Monday, May 14, 2018

doubles near bear toes

Last night I opened up the shed to let Big Blue cool off, wondering if it would be possible to observe.  Chunks of marine layer fog were drifting to the north, occasionally straying overhead.  It turned out there was enough sky to observe, with occasional fog drifting through, threatening to shut me down any moment.  While transparency was poor such that I missed seeing some fainter stars, seeing got better over the time I observed, which was exactly one arc of my equatorial platform.  I thought conditions tonight would be the same, but no such luck, so I get to write last night's observations down.

STF 1427: 277x.  8th magnitude orange star and a very wide 1 delta mag B.  Suspect a faint star ~2-3" from A; using 553x does not show it, but I really suspect it.
10H 22M 00.53S +43° 54' 19.3" P.A. 214 SEP 9 MAG 8.18,8.54 SP F5V DIST. 105.04 PC (342.64 L.Y.)

Shy 552: Perfect triangle of widely separated stars looking like Leo's rump.  8th, 8.5, and 9th mag. [Not all three stars in the system, is a binary pair.]
10H 16M 38.13S +41° 16' 33.0" P.A. 6 SEP 107.1 MAG 7.40,8.78 SP F5+F8 DIST. 55.8 PC (182.02 L.Y.)

A2142: !! Very fine, split, ~1-1.5".  8th magnitude and 1.5 delta mag B, close split, very nice pair.  Seeing is getting better  In the finder this is one of a triangle of equal magnitude stars.
10H 05M 43.55S +41° 02' 42.7" P.A. 296 SEP 1 MAG 7.97,8.83 SP F0 DIST. 137.55 PC (448.69 L.Y.)

STF 1405: 8th and 10th magnitudes.  B is blurry with direct vision and flashes with averted.  Wide split; A is white with a little yellow.
10H 05M 55.92S +39° 34' 55.7" P.A. 252 SEP 22 MAG 7.30,11.76 SP A9V DIST. 105.82 PC (345.18 L.Y.)

Sma 75: Wide finder pair, white and slight yellow.  In the scope there are some more faint stars about, so it is likely a small cluster. [7 stars in the system.]
10H 43M 32.89S +46° 12' 13.9" P.A. 88 SEP 288.4 MAG 5.21,7.35 SP F5III DIST. 37.09 PC (120.99 L.Y.)

Jupiter: Really the first time I tried to look.  I swung over before it went behind the meridian tree, though it was so low it was being apodized by the lattice running along the top of my fence.  Weird moon configuration; all on one side but two were offset from the center and stacked on top of each other. 

STF 1425: ! Very faint pair, ~4-5" orange and blue, 0.5 delta mag.
10H 21M 34.14S +46° 09' 07.6" P.A. 358 SEP 4.8 MAG 9.89,10.74 SP F5 DIST. 144.51 PC (471.39 L.Y.)

While looking in the finder, two satellites went zooming across the view, close together and next to each other...

Kui 50: I see one star but cannot find the pair, which is supposed to be 4" separation... [B is 12.6 mag, out of reach of Big Blue especially in poor transparency.]
10H 28M 03.88S +48° 47' 05.6" P.A. 22.6 SEP 3.82 MAG 6.40,12.60 SP F9V DIST. 22.91 PC (74.73 L.Y.)

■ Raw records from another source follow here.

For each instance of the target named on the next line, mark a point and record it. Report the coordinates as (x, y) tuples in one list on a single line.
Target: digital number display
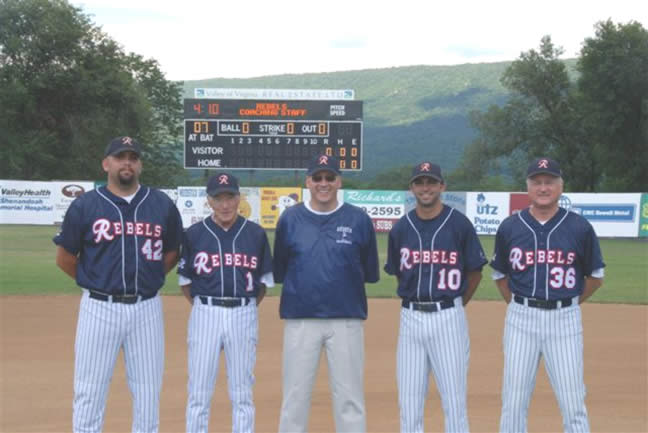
[(271, 134)]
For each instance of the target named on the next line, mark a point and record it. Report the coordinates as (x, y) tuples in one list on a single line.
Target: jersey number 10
[(449, 278)]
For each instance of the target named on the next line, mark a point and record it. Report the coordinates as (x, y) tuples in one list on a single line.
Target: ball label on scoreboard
[(271, 135)]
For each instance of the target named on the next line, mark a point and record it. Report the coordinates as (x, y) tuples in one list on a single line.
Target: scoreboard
[(271, 134)]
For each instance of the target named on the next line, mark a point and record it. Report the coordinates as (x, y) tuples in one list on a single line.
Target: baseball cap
[(122, 144), (426, 168), (544, 165), (222, 182), (323, 162)]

STT 229: !! Just wider than a thin hair split of equal white stars, ~8th mag.  0.63"!  [in 40 years it will be 0.2"...]
10H 48M 02.55S +41° 06' 35.8" P.A. 255.4 SEP 0.63 MAG 7.62,7.92 SP A5IV DIST. 165.56 PC (540.06 L.Y.)

Eng 45: Finder split, white, 0.5 delta mag.  [AB seen; BC 14th mag]
11H 11M 48.95S +42° 49' 55.6" P.A. 247 SEP 135 MAG 7.24,8.30 SP F8+G5 DIST. 46.77 PC (152.56 L.Y.)

Ho 50: Pretty light orange star but can not find the 3" separated pair even with apodizing mask showing a perfect star image...  [This one should have been doable...]
11H 13M 40.09S +41° 05' 19.8" P.A. 35 SEP 3 MAG 6.47,8.36 SP K2III DIST. 114.03 PC (371.97 L.Y.)